Mr. Sam Austin sole old man Burgy (Burgiss?) er piece uv groun’ to bury folks in and he wuz de first man tuh die an be buried dar. So dey name hit de Burgy Cemetery.
Down dar in Memphis Addition atah the colored Prof. Dykes place dar use tuh be one uv de bes’ springs. Course at dat time hit wuz er big ole fiel’ den and de watuch wuz jes lak ice watuh.
Dat make me think. Mah pa sed he went tuh de wah tuh cook fuh his ole moster, Green Traylor. Well pa said dar wuz er spring whar dey got watuh. Said he went tuh git watuh outen de sping and had tuh pull dead men outn de spring an dat day drinked of’n dem dead men all while de wah wuz going on.
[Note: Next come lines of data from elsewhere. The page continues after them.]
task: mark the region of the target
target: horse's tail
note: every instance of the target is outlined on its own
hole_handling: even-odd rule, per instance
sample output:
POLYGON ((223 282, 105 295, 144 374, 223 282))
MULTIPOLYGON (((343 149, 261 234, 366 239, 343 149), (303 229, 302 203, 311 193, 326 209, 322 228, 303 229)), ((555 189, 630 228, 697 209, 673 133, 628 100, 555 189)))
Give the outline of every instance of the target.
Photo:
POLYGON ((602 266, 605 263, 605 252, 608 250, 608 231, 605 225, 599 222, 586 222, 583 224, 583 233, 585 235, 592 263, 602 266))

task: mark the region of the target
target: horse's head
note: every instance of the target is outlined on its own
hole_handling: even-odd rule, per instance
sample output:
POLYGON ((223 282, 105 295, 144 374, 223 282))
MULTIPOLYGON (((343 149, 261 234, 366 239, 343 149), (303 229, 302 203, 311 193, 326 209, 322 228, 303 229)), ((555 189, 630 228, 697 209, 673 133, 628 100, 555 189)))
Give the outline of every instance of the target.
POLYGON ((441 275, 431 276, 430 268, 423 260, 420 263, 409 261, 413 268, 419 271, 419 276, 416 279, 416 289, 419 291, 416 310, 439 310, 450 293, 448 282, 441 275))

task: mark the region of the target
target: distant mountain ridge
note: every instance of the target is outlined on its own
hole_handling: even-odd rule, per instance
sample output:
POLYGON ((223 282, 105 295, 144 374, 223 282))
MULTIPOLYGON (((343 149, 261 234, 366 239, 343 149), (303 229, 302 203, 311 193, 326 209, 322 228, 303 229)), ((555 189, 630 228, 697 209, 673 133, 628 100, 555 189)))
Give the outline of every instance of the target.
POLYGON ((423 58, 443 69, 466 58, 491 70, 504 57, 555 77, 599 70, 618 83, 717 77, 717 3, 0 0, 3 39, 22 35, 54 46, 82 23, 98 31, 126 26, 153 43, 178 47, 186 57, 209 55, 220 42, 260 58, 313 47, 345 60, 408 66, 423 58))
Interviewer: Miss Irene Robertson
Person Interviewed: Laura Rowland
(Bright
Mulatto)
Age: 65?
Address: Brinkley, Arkansas
“My parents name was Mary Ann and Sam Billingslea. Mother’s father lived with us when I first remember. His name was Robert Todd. He was a brown skin Negro. They said he was a West Indian. He talked of olden times but I don’t remember well enough to tell you. Father owned a home that we was living on when I first remember. Mother was bright color, too. Vaden, Mississippi was our trading post. Mother had twenty children. She was a worker. She would work anywhere she was put. My folks never talked much about slavery. I don’t know how they got our place.
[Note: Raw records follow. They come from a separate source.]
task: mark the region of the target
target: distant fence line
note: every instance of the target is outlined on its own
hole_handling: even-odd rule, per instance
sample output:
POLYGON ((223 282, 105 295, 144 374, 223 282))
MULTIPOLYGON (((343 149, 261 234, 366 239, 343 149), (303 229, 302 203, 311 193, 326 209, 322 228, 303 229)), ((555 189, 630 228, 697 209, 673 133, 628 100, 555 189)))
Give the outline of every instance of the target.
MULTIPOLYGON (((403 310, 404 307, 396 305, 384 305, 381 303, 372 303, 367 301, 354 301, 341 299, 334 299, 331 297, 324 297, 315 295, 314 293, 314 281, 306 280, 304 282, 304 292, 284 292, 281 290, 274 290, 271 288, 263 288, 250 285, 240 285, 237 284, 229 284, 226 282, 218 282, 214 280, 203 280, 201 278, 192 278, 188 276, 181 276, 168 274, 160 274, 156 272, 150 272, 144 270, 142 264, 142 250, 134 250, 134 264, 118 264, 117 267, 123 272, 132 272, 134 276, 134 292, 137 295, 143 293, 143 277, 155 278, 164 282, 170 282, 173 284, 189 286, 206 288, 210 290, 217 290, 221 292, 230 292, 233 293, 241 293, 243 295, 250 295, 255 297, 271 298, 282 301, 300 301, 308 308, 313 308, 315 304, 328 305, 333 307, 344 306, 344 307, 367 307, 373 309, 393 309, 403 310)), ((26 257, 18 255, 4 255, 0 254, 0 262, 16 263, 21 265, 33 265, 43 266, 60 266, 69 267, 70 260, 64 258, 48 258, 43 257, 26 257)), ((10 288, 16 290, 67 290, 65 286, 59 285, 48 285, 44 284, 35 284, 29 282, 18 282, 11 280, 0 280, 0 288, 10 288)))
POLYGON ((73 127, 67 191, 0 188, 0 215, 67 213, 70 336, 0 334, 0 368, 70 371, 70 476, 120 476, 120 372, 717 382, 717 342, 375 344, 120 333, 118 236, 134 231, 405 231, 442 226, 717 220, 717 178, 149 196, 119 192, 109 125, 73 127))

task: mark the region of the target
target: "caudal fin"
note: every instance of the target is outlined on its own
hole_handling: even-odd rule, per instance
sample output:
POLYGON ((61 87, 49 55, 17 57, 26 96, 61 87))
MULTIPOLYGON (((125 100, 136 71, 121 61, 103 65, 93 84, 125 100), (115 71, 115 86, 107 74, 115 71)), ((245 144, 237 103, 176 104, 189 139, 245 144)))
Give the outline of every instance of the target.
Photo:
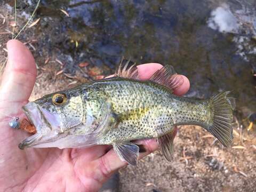
POLYGON ((233 98, 227 97, 229 93, 222 92, 210 99, 213 122, 207 130, 225 147, 231 143, 233 139, 231 122, 235 102, 233 98))

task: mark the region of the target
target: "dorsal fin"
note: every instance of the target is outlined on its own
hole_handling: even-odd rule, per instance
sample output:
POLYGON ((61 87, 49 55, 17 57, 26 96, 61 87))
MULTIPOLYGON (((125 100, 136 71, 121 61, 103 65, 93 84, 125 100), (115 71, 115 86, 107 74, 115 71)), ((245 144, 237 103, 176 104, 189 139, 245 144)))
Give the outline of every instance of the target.
POLYGON ((182 84, 184 81, 177 75, 171 65, 163 67, 156 71, 149 80, 165 86, 172 91, 182 84))
POLYGON ((129 78, 133 78, 135 79, 139 79, 139 74, 138 73, 137 67, 135 66, 136 63, 133 64, 130 67, 127 68, 131 60, 129 59, 126 63, 123 65, 124 58, 122 58, 118 68, 115 73, 115 77, 120 77, 129 78))

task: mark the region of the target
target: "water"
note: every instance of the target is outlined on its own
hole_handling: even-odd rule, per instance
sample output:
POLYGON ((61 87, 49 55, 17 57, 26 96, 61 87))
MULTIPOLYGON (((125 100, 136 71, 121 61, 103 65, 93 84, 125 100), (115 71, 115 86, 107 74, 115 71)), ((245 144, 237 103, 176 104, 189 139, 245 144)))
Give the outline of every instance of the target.
MULTIPOLYGON (((23 5, 19 11, 33 10, 23 5)), ((87 61, 110 74, 122 55, 171 64, 189 78, 187 97, 233 90, 245 117, 256 112, 255 6, 253 1, 43 0, 34 35, 39 51, 61 54, 69 73, 87 61)))

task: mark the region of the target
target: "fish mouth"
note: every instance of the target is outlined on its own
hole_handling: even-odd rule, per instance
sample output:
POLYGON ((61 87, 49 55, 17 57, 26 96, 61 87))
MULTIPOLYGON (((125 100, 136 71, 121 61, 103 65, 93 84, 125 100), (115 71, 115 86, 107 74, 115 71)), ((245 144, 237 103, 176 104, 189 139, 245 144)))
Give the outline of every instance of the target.
POLYGON ((30 123, 35 126, 36 133, 21 142, 19 145, 19 148, 24 149, 26 147, 35 147, 52 139, 54 134, 45 137, 52 130, 51 122, 46 117, 47 115, 49 116, 50 113, 47 114, 45 110, 42 110, 38 105, 34 102, 29 102, 22 108, 30 123))

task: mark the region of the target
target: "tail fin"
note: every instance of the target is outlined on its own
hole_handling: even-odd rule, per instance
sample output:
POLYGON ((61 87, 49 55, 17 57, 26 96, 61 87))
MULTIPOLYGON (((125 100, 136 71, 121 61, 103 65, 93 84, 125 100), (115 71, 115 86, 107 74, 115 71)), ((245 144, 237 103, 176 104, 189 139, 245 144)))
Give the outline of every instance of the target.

“I know they was bothered by the Ku Klux. One night they heard or saw the Ku Klux coming. The log house set low on the ground but was dug out to keep potatoes and things in—a cellar like. The planks was wide, bout a foot wide, rough pine, not nailed down. They lifted the planks up and all lay down and put the planks back up. The house look like outside nothing could go under it, it was setting on the hard ground. When they got there and opened the doors they saw nobody at home and rode off.
“Another time, one black night, a man—he must have been a soldier—strided a block step with his horse and ordered supper. She told him she didn’t have nothing cooked and very little to cook. He cursed and ordered the supper. Told her to get it. She pretended to be fixing it and slipped out the back door down the furrows and squatted in the briers in a fence corner. Long time after she had been out there hid, he come along, jumped the fence on his horse, jumped over her back, down into the lane and to the road he went. If the horse hadn’t jumped over her and had struck her he would have killed her. Now I think he was a soldier, not the Ku Klux. I heard my father say he was a yard boy.
“I married in Mississippi and came to Malvern and Hot Springs. He was a mill hand. I raised three children of my own and was a chamber maid. I kept house and cooked for Mrs. Bera McCafity, a rich woman in Hot Springs. My husband died and was buried at Malvern. I married again, in Hot Springs, and lived there several years. We went to the steel mill at Gary, Indiana. He died. I come back here and to Brinkley in 1920. One daughter lives in Detroit and one in Chicago. The youngest one is married, has a family and a hard time; the other makes her living. It takes it all to do her. I get $8.00 on the P.W.A.